Clausole abusive in favore del consumatore – vendita bene pignorato
Con ordinanza del 30 dicembre 2023 il Giudice dell’esecuzione del Tribunale di Napoli, Dott. Giuseppe Fiengo, si è pronunciato in ordine alla possibilità, per il giudice dell’esecuzione, di rilevare eventuali clausole abusive pattuite con il consumatore, anche in sede di distribuzione, ovvero dopo la vendita del bene pignorato. Ciò, sul presupposto del mancato, esplicito esame dell’abusività delle medesime clausole in sede monitoria e sulle modalità di informazione del consumatore (non costituito), quanto alla possibilità di avvalersi del rimedio dell’opposizione ai sensi dell’art. 650 C.p.c. Riprendendo i principi indicati dalla sentenza delle Sezioni Unite della Corte di Cassazione n. 9479/2023, l’ordinanza in oggetto ritiene sussistente, anche nel caso in cui sia già avvenuto il trasferimento del bene pignorato, il potere-dovere del giudice di rilevare la possibile abusività delle clausole contenute nel contratto, in forza del quale è stato emesso il titolo azionato in sede esecutiva da parte del procedente. Il consumatore, pertanto, deve essere invitato a proporre l’opposizione tardiva mediante un atto da notificare ai sensi degli artt. 138 e ss.
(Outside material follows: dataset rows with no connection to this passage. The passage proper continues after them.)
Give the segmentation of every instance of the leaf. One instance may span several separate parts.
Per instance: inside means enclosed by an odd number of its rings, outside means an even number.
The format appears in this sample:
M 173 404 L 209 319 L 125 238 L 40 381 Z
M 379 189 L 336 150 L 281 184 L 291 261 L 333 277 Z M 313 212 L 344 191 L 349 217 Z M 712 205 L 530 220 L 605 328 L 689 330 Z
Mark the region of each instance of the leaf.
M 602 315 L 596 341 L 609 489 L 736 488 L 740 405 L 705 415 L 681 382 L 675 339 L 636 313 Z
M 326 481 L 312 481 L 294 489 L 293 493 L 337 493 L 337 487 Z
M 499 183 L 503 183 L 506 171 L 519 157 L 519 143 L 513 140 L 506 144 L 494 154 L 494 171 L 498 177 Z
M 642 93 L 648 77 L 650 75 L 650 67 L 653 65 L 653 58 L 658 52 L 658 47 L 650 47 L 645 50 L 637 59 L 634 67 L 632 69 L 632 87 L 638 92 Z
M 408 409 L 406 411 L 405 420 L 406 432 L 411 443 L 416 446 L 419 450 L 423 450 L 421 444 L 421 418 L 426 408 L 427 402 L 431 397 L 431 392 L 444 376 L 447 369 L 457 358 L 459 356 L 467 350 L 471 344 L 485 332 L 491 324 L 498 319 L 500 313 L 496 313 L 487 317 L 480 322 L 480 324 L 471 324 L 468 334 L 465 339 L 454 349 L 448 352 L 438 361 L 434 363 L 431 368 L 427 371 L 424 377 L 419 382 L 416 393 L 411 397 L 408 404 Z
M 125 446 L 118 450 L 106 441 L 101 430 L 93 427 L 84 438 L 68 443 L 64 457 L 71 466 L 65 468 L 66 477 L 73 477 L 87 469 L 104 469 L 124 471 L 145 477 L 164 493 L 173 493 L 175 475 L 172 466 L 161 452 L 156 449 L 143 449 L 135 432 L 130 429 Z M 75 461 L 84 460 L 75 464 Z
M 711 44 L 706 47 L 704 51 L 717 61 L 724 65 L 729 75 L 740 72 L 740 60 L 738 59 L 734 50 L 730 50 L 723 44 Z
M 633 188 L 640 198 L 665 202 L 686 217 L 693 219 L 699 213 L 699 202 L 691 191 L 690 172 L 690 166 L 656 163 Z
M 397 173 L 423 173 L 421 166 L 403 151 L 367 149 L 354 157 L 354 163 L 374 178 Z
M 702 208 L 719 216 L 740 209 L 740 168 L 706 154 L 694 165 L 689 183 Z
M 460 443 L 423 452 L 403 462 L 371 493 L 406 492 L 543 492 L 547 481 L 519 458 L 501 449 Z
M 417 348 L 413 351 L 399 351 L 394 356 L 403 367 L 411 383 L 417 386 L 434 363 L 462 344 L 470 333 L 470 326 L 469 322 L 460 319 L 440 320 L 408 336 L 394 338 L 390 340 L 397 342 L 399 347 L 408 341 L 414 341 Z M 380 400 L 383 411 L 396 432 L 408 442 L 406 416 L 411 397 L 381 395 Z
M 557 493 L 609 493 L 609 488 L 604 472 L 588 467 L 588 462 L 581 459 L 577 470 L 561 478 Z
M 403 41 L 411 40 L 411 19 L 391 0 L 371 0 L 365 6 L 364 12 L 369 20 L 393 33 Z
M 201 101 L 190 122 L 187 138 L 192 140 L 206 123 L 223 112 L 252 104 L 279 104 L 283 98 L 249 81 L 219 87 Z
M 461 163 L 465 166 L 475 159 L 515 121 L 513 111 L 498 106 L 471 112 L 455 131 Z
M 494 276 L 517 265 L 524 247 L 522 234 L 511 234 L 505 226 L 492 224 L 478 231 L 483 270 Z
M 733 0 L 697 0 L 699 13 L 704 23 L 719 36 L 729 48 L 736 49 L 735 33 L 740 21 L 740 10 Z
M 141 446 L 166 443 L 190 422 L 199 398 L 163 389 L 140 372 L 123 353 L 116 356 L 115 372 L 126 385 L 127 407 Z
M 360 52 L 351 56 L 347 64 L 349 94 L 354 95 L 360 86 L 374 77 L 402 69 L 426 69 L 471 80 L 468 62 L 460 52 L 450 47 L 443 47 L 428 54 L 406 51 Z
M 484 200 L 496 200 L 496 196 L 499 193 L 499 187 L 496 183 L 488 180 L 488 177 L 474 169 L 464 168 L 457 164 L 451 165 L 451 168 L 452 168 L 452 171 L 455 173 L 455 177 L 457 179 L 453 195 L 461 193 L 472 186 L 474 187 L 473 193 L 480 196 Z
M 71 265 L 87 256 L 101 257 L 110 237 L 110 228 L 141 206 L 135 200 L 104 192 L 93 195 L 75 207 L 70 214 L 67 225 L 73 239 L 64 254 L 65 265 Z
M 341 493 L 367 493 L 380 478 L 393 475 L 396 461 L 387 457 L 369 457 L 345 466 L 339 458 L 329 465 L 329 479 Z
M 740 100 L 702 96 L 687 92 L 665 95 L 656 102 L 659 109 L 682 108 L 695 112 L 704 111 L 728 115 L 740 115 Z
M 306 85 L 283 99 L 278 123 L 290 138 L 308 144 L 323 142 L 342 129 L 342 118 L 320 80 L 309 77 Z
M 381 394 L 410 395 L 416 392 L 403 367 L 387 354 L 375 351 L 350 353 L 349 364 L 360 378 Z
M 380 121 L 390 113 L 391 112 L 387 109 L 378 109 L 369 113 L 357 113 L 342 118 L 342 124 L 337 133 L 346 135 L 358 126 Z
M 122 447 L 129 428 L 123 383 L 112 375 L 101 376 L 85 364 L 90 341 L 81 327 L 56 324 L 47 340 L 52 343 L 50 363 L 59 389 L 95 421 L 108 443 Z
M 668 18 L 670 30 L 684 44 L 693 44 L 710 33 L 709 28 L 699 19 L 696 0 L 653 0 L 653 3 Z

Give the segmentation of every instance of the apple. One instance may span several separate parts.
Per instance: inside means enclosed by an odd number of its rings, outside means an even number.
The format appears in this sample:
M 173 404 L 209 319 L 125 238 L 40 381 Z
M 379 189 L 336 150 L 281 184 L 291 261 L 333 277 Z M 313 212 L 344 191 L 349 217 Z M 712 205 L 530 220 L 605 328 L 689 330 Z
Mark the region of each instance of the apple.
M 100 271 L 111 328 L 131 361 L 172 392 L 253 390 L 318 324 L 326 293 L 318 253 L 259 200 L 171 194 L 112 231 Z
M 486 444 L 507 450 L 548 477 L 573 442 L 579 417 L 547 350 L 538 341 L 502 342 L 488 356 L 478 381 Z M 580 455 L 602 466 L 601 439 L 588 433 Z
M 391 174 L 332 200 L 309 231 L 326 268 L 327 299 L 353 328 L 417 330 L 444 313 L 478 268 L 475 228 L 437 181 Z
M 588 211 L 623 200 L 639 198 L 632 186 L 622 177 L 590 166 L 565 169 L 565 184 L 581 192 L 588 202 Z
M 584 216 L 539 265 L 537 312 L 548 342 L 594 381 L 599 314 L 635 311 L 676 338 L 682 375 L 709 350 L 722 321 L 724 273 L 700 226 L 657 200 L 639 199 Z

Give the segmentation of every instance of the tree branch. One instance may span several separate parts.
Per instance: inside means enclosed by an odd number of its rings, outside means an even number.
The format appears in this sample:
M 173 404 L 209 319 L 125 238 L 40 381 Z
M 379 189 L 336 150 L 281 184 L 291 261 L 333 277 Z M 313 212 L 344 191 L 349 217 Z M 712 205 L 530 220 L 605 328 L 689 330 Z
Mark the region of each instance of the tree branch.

C.c. ed introduce alcune ragioni alla base di tale decisione che rimandiamo all’esame integrale della sentenza.
Non basta a coinvolgere il consumatore un semplice atto da comunicare in cancelleria, poiché tale modalità di comunicazione è ritenuta incompatibile con la ragionevole possibilità, per l’esecutato – consumatore, di proporre l’opposizione ex art. 650 C.p.c.
Vengono fornite specifiche indicazioni al consumatore, ovvero le uniche che, in base all’ordinanza in oggetto, possano consentire allo stesso di valutare in modo consapevole ed effettivo se avvalersi o meno del rimedio di cui all’art. 650 C.p.c. (come rimodulato dalle Sezioni Unite), ovvero:
- le specifiche clausole del contratto che si ritengono abusive, e che hanno incidenza sull’accoglimento integrale o parziale della domanda del creditore;
- le possibili conseguenze derivanti dall’eventuale accertamento della concreta abusività delle clausole.